Duke outlined the wide variety of emergency lending and other measures that the Fed put in place -- some within days of her being sworn in on August 4, 2008 -- at the height of the financial crisis and stressed how vital they have been.

"I wholeheartedly believe that without the actions taken by the Federal Reserve, our financial system would have frozen and the outcome for the economy would have been unthinkable," she said.

In a brief question-and-answer session with the audience afterward, Duke said that in the future the rate of interest that the Fed pays on reserves that banks keep with it likely will become a key policy tool.

"What has happened as a part of this crisis is the Fed funds market has been pretty well disrupted, and so right now there are not many transactions taking place in the fed funds market," she noted.

"There may actually come a time as we transition back to normality where we may have to use that rate rather than the Fed funds rate while the Fed funds market repairs itself."

Duke made clear that some actions that Fed governors had to approve at the peak of the crisis were easier than others, especially the decision to make huge loans to distressed insurer American International Group.

"I wasn't there for Bear Stearns, but I did have to vote on the AIG loan," Duke said. "And I can tell you it was the hardest decision I have ever made."
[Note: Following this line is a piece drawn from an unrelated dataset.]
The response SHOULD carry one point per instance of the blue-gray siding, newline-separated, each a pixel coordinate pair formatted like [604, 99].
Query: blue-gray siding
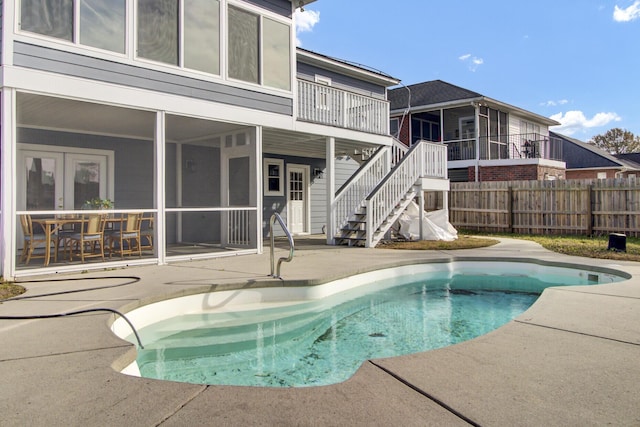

At the time, she said, panic was so rife in financial markets that it was consuming companies like the monster in an old movie called "The Blob."

"We had just watched it eat Lehman. Now it was focused on AIG," she said. "The clock was ticking, and default was imminent."

The Fed felt it had little choice except to lend to AIG because letting it fail would have "huge" consequences for markets, given its far-flung connections, she said.

"If I had to cast that vote again, even knowing all that followed, including the criticism that we have received, I wouldn't change it," Duke said.

She said the Fed still expects to incur no losses on the loans to AIG.